Logit Algorithms¶
The novice computes a confidence score based on its output logits. It issues a help request whenever the score is below a threshold.
Notation:
\(z = (z_1, \dots, z_{|A|})\) are the logits computed by the novice.
\(p = \mathrm{Softmax}(z)\) is the probability vector.
\(p^{\downarrow}\) denotes the elements of \(p\) sorted in descending order.
Supported metrics:
max_logit: The maximum logit value \(\max_i z_i\)max_prob[1]: The maximum probability \(\max_i p_i\)margin[2]: The difference between the highest and second-highest probabilities \(p_1^{\downarrow} - p_2^{\downarrow}\)entropy[3]: The negative entropy of the action distribution \(\sum_i p_i \ln p_i\)energy[4]: The log-sum-exp of the logits \(\ln \sum_i \exp(z_i)\)

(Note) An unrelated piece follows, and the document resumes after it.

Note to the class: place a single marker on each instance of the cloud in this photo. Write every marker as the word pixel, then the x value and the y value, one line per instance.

A challenge in this approach is determining the appropriate threshold. We address this by proposing the following adaptive procedure:
Exploration: Use the novice to explore the training environment, generating a set of states \(\mathcal{S}_{\text{train}}\).
Score Computation: For each state \(s \in \mathcal{S}_{\text{train}}\), compute its confidence score \(c(s)\). This results in a pool of confidence scores \(\mathcal{C} = \{c(s) \mid s \in \mathcal{S}_{\text{train}}\}\).
Threshold Selection: Consider the \(n\)-th percentiles of \(\mathcal{C}\) as candidate thresholds (\(n = 0, 10,..., 100\)).
Validation: For each candidate threshold, construct a policy and evaluate its performance on the validation tasks.
Test-Time Selection: Select the policy that yields the best validation performance and use it during testing.